Long haul
My friend whose wife died last Sunday told me that he is just beginning to understand that she isn't coming back. Or, in terms he, a doctor, would put it, this new situation is irreversible.
Joan Didon, in her powerful recent book about her husband's sudden death, "The Year of Magical Thinking" describes the weird experience of being a rational person - she remembers one of the EMTs describing her to another as "a cool cookie" - but she can't stop herself from doing what she calls magical thinking. She doesn't want to give away her husband's shoes because he will need them when he returns.

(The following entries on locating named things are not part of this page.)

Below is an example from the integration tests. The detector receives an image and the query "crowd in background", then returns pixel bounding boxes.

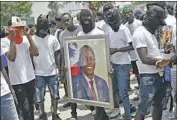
[0,2,177,120]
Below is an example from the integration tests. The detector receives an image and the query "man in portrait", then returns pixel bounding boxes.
[72,45,109,102]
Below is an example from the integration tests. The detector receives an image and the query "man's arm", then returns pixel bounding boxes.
[27,36,39,56]
[6,28,16,62]
[110,42,134,55]
[24,29,39,56]
[137,47,160,65]
[6,40,16,62]
[54,50,61,72]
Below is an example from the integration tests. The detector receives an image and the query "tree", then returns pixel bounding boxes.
[48,1,69,19]
[0,2,32,26]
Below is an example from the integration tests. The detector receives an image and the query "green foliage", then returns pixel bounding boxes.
[0,2,32,26]
[89,1,114,10]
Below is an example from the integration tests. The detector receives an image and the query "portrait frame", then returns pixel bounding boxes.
[64,35,114,108]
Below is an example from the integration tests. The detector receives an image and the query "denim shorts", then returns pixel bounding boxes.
[35,75,60,103]
[138,73,172,115]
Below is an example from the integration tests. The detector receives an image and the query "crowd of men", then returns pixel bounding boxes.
[0,2,177,120]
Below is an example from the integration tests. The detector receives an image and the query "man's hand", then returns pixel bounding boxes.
[108,69,114,78]
[164,44,175,54]
[11,89,18,103]
[8,27,17,37]
[23,27,31,38]
[156,59,171,68]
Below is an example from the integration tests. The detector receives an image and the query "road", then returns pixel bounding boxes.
[35,76,175,120]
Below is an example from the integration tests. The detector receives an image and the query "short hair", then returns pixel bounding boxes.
[79,45,95,67]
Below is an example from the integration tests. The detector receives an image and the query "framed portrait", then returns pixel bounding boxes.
[64,35,114,108]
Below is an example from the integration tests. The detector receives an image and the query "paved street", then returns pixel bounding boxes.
[36,76,176,120]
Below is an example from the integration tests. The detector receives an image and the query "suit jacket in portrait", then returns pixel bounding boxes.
[72,72,109,102]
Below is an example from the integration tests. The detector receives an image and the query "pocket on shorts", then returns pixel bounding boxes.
[141,77,155,85]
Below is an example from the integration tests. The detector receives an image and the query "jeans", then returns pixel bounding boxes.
[1,93,19,120]
[112,64,130,120]
[94,107,109,120]
[12,80,35,120]
[35,75,60,103]
[70,103,95,118]
[138,73,171,115]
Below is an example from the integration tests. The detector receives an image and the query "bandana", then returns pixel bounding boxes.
[142,6,165,34]
[7,26,23,44]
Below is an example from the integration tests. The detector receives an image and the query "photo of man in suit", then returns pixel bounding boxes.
[72,45,109,102]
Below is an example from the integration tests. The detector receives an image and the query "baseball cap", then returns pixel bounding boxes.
[9,16,26,27]
[147,5,166,25]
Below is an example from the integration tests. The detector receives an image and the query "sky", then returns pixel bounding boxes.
[31,1,130,23]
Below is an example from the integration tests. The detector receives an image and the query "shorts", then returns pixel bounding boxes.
[35,75,60,104]
[138,73,172,115]
[131,61,139,75]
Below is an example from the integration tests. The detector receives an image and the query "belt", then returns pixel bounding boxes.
[140,71,164,77]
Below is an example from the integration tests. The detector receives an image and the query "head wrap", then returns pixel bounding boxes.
[80,9,95,33]
[143,5,166,34]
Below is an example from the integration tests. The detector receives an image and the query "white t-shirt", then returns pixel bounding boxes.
[60,26,82,48]
[133,26,162,73]
[125,19,142,61]
[0,48,10,96]
[95,20,112,35]
[33,35,60,76]
[109,25,132,64]
[171,24,177,71]
[1,36,35,85]
[165,14,176,25]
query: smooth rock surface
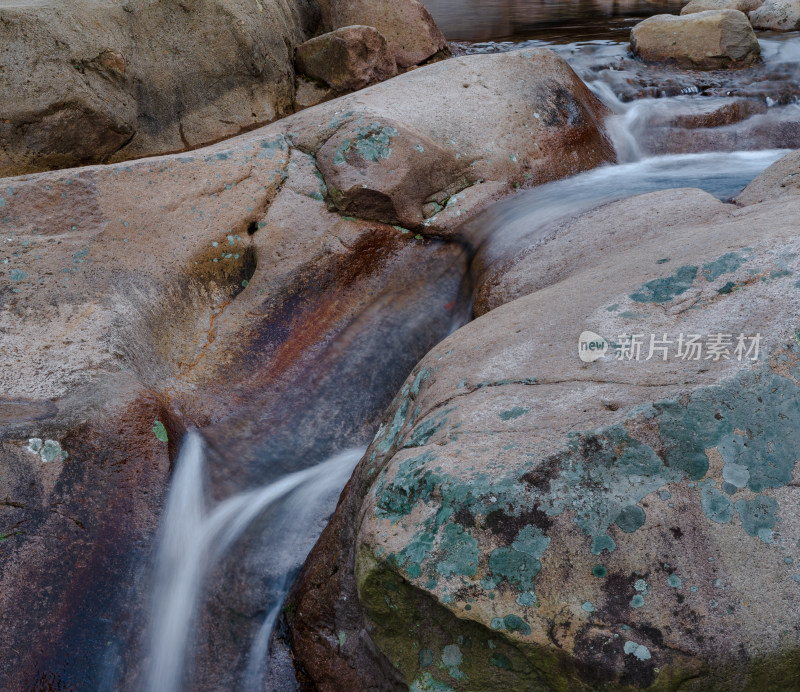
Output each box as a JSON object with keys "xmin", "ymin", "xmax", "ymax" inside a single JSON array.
[
  {"xmin": 330, "ymin": 0, "xmax": 447, "ymax": 68},
  {"xmin": 295, "ymin": 26, "xmax": 397, "ymax": 92},
  {"xmin": 631, "ymin": 10, "xmax": 760, "ymax": 70},
  {"xmin": 0, "ymin": 0, "xmax": 320, "ymax": 176},
  {"xmin": 735, "ymin": 145, "xmax": 800, "ymax": 201},
  {"xmin": 750, "ymin": 0, "xmax": 800, "ymax": 31},
  {"xmin": 291, "ymin": 172, "xmax": 800, "ymax": 691},
  {"xmin": 0, "ymin": 50, "xmax": 613, "ymax": 690},
  {"xmin": 681, "ymin": 0, "xmax": 763, "ymax": 14}
]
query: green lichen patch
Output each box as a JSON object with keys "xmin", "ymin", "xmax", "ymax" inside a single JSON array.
[
  {"xmin": 436, "ymin": 524, "xmax": 480, "ymax": 577},
  {"xmin": 702, "ymin": 252, "xmax": 749, "ymax": 281},
  {"xmin": 630, "ymin": 265, "xmax": 697, "ymax": 303},
  {"xmin": 700, "ymin": 478, "xmax": 733, "ymax": 524},
  {"xmin": 734, "ymin": 497, "xmax": 778, "ymax": 543},
  {"xmin": 489, "ymin": 526, "xmax": 550, "ymax": 591}
]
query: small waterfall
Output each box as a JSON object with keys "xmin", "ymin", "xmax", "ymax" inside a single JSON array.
[{"xmin": 145, "ymin": 431, "xmax": 364, "ymax": 692}]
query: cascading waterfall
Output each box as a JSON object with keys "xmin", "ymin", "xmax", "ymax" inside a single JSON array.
[{"xmin": 145, "ymin": 431, "xmax": 364, "ymax": 692}]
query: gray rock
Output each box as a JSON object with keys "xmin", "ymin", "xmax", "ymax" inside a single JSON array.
[
  {"xmin": 681, "ymin": 0, "xmax": 763, "ymax": 14},
  {"xmin": 0, "ymin": 0, "xmax": 319, "ymax": 176},
  {"xmin": 0, "ymin": 50, "xmax": 613, "ymax": 691},
  {"xmin": 295, "ymin": 169, "xmax": 800, "ymax": 692},
  {"xmin": 735, "ymin": 145, "xmax": 800, "ymax": 201},
  {"xmin": 295, "ymin": 26, "xmax": 397, "ymax": 92},
  {"xmin": 330, "ymin": 0, "xmax": 447, "ymax": 68},
  {"xmin": 631, "ymin": 10, "xmax": 761, "ymax": 70}
]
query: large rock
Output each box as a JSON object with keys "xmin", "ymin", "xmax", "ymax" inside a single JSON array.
[
  {"xmin": 735, "ymin": 150, "xmax": 800, "ymax": 205},
  {"xmin": 0, "ymin": 0, "xmax": 319, "ymax": 175},
  {"xmin": 0, "ymin": 50, "xmax": 613, "ymax": 690},
  {"xmin": 295, "ymin": 26, "xmax": 397, "ymax": 92},
  {"xmin": 291, "ymin": 151, "xmax": 800, "ymax": 691},
  {"xmin": 750, "ymin": 0, "xmax": 800, "ymax": 31},
  {"xmin": 631, "ymin": 10, "xmax": 761, "ymax": 70},
  {"xmin": 681, "ymin": 0, "xmax": 763, "ymax": 14},
  {"xmin": 330, "ymin": 0, "xmax": 447, "ymax": 68}
]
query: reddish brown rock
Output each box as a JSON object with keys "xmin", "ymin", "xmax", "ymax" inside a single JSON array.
[
  {"xmin": 681, "ymin": 0, "xmax": 763, "ymax": 14},
  {"xmin": 295, "ymin": 26, "xmax": 397, "ymax": 92},
  {"xmin": 631, "ymin": 10, "xmax": 761, "ymax": 70},
  {"xmin": 0, "ymin": 50, "xmax": 613, "ymax": 690}
]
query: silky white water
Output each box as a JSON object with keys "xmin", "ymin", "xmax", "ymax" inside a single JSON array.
[{"xmin": 145, "ymin": 431, "xmax": 364, "ymax": 692}]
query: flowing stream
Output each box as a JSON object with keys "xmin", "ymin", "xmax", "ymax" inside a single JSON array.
[{"xmin": 145, "ymin": 10, "xmax": 800, "ymax": 692}]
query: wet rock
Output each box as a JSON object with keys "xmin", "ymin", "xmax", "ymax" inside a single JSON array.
[
  {"xmin": 735, "ymin": 145, "xmax": 800, "ymax": 205},
  {"xmin": 631, "ymin": 10, "xmax": 760, "ymax": 70},
  {"xmin": 330, "ymin": 0, "xmax": 447, "ymax": 68},
  {"xmin": 647, "ymin": 98, "xmax": 767, "ymax": 130},
  {"xmin": 0, "ymin": 46, "xmax": 612, "ymax": 690},
  {"xmin": 295, "ymin": 26, "xmax": 397, "ymax": 92},
  {"xmin": 294, "ymin": 75, "xmax": 336, "ymax": 111},
  {"xmin": 640, "ymin": 106, "xmax": 800, "ymax": 154},
  {"xmin": 750, "ymin": 0, "xmax": 800, "ymax": 31},
  {"xmin": 681, "ymin": 0, "xmax": 763, "ymax": 14},
  {"xmin": 292, "ymin": 173, "xmax": 800, "ymax": 690},
  {"xmin": 294, "ymin": 49, "xmax": 614, "ymax": 234},
  {"xmin": 425, "ymin": 0, "xmax": 683, "ymax": 41}
]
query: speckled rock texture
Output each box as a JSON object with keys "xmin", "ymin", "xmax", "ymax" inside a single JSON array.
[
  {"xmin": 681, "ymin": 0, "xmax": 763, "ymax": 14},
  {"xmin": 0, "ymin": 51, "xmax": 612, "ymax": 690},
  {"xmin": 295, "ymin": 26, "xmax": 397, "ymax": 92},
  {"xmin": 750, "ymin": 0, "xmax": 800, "ymax": 31},
  {"xmin": 291, "ymin": 149, "xmax": 800, "ymax": 691},
  {"xmin": 329, "ymin": 0, "xmax": 447, "ymax": 68},
  {"xmin": 631, "ymin": 10, "xmax": 761, "ymax": 70},
  {"xmin": 0, "ymin": 0, "xmax": 447, "ymax": 176}
]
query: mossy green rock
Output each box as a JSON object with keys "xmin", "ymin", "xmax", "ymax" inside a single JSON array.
[{"xmin": 294, "ymin": 153, "xmax": 800, "ymax": 690}]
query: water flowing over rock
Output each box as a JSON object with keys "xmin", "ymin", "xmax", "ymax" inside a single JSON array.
[
  {"xmin": 735, "ymin": 146, "xmax": 800, "ymax": 200},
  {"xmin": 0, "ymin": 0, "xmax": 446, "ymax": 176},
  {"xmin": 631, "ymin": 10, "xmax": 760, "ymax": 70},
  {"xmin": 0, "ymin": 50, "xmax": 613, "ymax": 690},
  {"xmin": 292, "ymin": 149, "xmax": 800, "ymax": 690}
]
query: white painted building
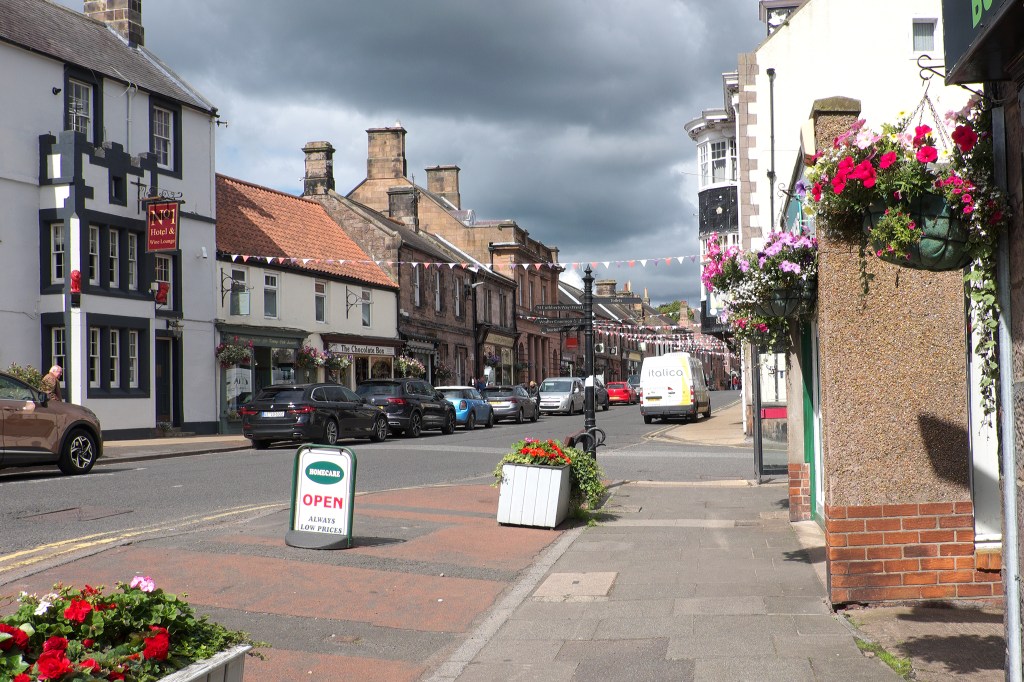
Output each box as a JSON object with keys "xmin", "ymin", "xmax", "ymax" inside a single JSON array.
[{"xmin": 0, "ymin": 0, "xmax": 216, "ymax": 438}]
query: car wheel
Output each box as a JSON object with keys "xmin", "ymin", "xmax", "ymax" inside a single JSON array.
[
  {"xmin": 370, "ymin": 418, "xmax": 387, "ymax": 442},
  {"xmin": 324, "ymin": 419, "xmax": 338, "ymax": 445},
  {"xmin": 406, "ymin": 412, "xmax": 423, "ymax": 438},
  {"xmin": 441, "ymin": 412, "xmax": 455, "ymax": 435},
  {"xmin": 57, "ymin": 429, "xmax": 97, "ymax": 476}
]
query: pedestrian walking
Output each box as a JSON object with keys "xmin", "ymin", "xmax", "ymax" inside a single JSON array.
[{"xmin": 39, "ymin": 365, "xmax": 63, "ymax": 402}]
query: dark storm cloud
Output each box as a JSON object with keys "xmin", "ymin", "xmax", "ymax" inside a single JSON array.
[{"xmin": 51, "ymin": 0, "xmax": 763, "ymax": 305}]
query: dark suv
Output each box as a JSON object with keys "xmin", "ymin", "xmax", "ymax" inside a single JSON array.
[
  {"xmin": 355, "ymin": 378, "xmax": 456, "ymax": 438},
  {"xmin": 0, "ymin": 372, "xmax": 103, "ymax": 474}
]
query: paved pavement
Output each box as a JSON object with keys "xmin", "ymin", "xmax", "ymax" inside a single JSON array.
[{"xmin": 0, "ymin": 407, "xmax": 1004, "ymax": 682}]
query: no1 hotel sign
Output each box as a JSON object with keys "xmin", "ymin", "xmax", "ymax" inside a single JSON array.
[{"xmin": 285, "ymin": 445, "xmax": 355, "ymax": 549}]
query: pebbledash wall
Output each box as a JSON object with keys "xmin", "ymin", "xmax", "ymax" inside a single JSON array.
[{"xmin": 806, "ymin": 97, "xmax": 1002, "ymax": 603}]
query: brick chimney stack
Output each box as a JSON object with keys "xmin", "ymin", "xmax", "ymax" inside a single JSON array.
[
  {"xmin": 427, "ymin": 166, "xmax": 462, "ymax": 210},
  {"xmin": 387, "ymin": 184, "xmax": 420, "ymax": 232},
  {"xmin": 367, "ymin": 121, "xmax": 406, "ymax": 180},
  {"xmin": 302, "ymin": 141, "xmax": 334, "ymax": 197},
  {"xmin": 85, "ymin": 0, "xmax": 145, "ymax": 47}
]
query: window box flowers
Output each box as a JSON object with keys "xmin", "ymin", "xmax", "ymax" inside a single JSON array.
[
  {"xmin": 0, "ymin": 576, "xmax": 263, "ymax": 682},
  {"xmin": 495, "ymin": 438, "xmax": 605, "ymax": 528},
  {"xmin": 700, "ymin": 231, "xmax": 818, "ymax": 349},
  {"xmin": 808, "ymin": 97, "xmax": 1010, "ymax": 414},
  {"xmin": 214, "ymin": 337, "xmax": 253, "ymax": 369}
]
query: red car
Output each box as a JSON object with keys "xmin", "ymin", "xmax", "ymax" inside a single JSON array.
[{"xmin": 608, "ymin": 381, "xmax": 640, "ymax": 404}]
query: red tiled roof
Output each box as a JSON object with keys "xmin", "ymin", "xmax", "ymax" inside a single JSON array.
[{"xmin": 217, "ymin": 173, "xmax": 397, "ymax": 287}]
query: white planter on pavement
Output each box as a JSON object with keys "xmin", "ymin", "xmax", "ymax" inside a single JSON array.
[
  {"xmin": 160, "ymin": 644, "xmax": 252, "ymax": 682},
  {"xmin": 498, "ymin": 464, "xmax": 570, "ymax": 528}
]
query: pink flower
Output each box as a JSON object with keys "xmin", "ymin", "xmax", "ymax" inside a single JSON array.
[
  {"xmin": 879, "ymin": 152, "xmax": 896, "ymax": 170},
  {"xmin": 128, "ymin": 576, "xmax": 157, "ymax": 592}
]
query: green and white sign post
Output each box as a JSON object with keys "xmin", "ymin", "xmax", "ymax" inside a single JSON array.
[{"xmin": 285, "ymin": 445, "xmax": 355, "ymax": 549}]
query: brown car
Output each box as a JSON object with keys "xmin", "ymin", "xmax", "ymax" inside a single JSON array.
[{"xmin": 0, "ymin": 372, "xmax": 103, "ymax": 474}]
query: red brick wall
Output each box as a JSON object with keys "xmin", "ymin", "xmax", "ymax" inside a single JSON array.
[
  {"xmin": 825, "ymin": 502, "xmax": 1002, "ymax": 603},
  {"xmin": 790, "ymin": 463, "xmax": 811, "ymax": 521}
]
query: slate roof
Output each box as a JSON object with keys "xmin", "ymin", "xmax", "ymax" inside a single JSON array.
[
  {"xmin": 217, "ymin": 173, "xmax": 397, "ymax": 289},
  {"xmin": 0, "ymin": 0, "xmax": 216, "ymax": 113}
]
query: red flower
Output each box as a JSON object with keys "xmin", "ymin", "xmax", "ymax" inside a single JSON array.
[
  {"xmin": 879, "ymin": 152, "xmax": 896, "ymax": 170},
  {"xmin": 913, "ymin": 126, "xmax": 932, "ymax": 146},
  {"xmin": 43, "ymin": 637, "xmax": 68, "ymax": 651},
  {"xmin": 36, "ymin": 649, "xmax": 74, "ymax": 680},
  {"xmin": 918, "ymin": 144, "xmax": 939, "ymax": 164},
  {"xmin": 65, "ymin": 599, "xmax": 92, "ymax": 623},
  {"xmin": 142, "ymin": 626, "xmax": 171, "ymax": 660},
  {"xmin": 0, "ymin": 623, "xmax": 29, "ymax": 651},
  {"xmin": 951, "ymin": 126, "xmax": 978, "ymax": 154}
]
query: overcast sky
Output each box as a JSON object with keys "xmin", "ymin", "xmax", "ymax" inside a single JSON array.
[{"xmin": 59, "ymin": 0, "xmax": 764, "ymax": 306}]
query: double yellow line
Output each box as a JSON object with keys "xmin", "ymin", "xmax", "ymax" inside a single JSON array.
[{"xmin": 0, "ymin": 504, "xmax": 287, "ymax": 573}]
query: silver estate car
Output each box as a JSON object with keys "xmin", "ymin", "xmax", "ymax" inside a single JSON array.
[{"xmin": 541, "ymin": 377, "xmax": 584, "ymax": 415}]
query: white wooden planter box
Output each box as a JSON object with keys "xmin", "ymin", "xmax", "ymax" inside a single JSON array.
[
  {"xmin": 160, "ymin": 644, "xmax": 252, "ymax": 682},
  {"xmin": 498, "ymin": 464, "xmax": 570, "ymax": 528}
]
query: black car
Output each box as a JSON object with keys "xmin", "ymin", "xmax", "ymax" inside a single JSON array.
[
  {"xmin": 239, "ymin": 384, "xmax": 388, "ymax": 450},
  {"xmin": 355, "ymin": 378, "xmax": 456, "ymax": 438}
]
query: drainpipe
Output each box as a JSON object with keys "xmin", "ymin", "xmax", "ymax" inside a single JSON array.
[
  {"xmin": 992, "ymin": 98, "xmax": 1021, "ymax": 682},
  {"xmin": 761, "ymin": 69, "xmax": 775, "ymax": 233}
]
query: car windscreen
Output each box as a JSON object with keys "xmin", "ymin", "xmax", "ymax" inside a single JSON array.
[
  {"xmin": 355, "ymin": 384, "xmax": 401, "ymax": 397},
  {"xmin": 256, "ymin": 388, "xmax": 305, "ymax": 402},
  {"xmin": 541, "ymin": 379, "xmax": 572, "ymax": 393}
]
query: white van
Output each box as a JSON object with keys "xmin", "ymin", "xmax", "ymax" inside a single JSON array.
[{"xmin": 640, "ymin": 353, "xmax": 711, "ymax": 424}]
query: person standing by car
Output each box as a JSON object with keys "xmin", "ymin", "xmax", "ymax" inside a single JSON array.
[{"xmin": 39, "ymin": 365, "xmax": 63, "ymax": 402}]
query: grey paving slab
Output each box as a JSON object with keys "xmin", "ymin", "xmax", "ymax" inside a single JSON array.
[{"xmin": 693, "ymin": 656, "xmax": 816, "ymax": 682}]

Her rational, logical mind knows better, but some dimension she has never encountered in herself before, persists in creating scenarios that deny the finality of what has happened.
Our Vermont neighbor's 8 year old daughter was killed in a car crash this time last year. Her parents' house is now a shrine to her. Some of the other neighbors have worried that they are going to get stuck in this painful place, be unable to get on with their lives.
But what does that mean, "get on with the rest of our life?" We have coined the term "closure" for what we mean by "get over it." My experience is that we never get over it. Why should we? That doesn't have to mean our productive, even happy days are over. It means that we now carry a scar, a place where our love for that person pierced us - our psyche and even our body - and we are marked forever.
That's what takes getting used to. And we do. But getting used to it is not getting over it. It is incorporating it into the new reality.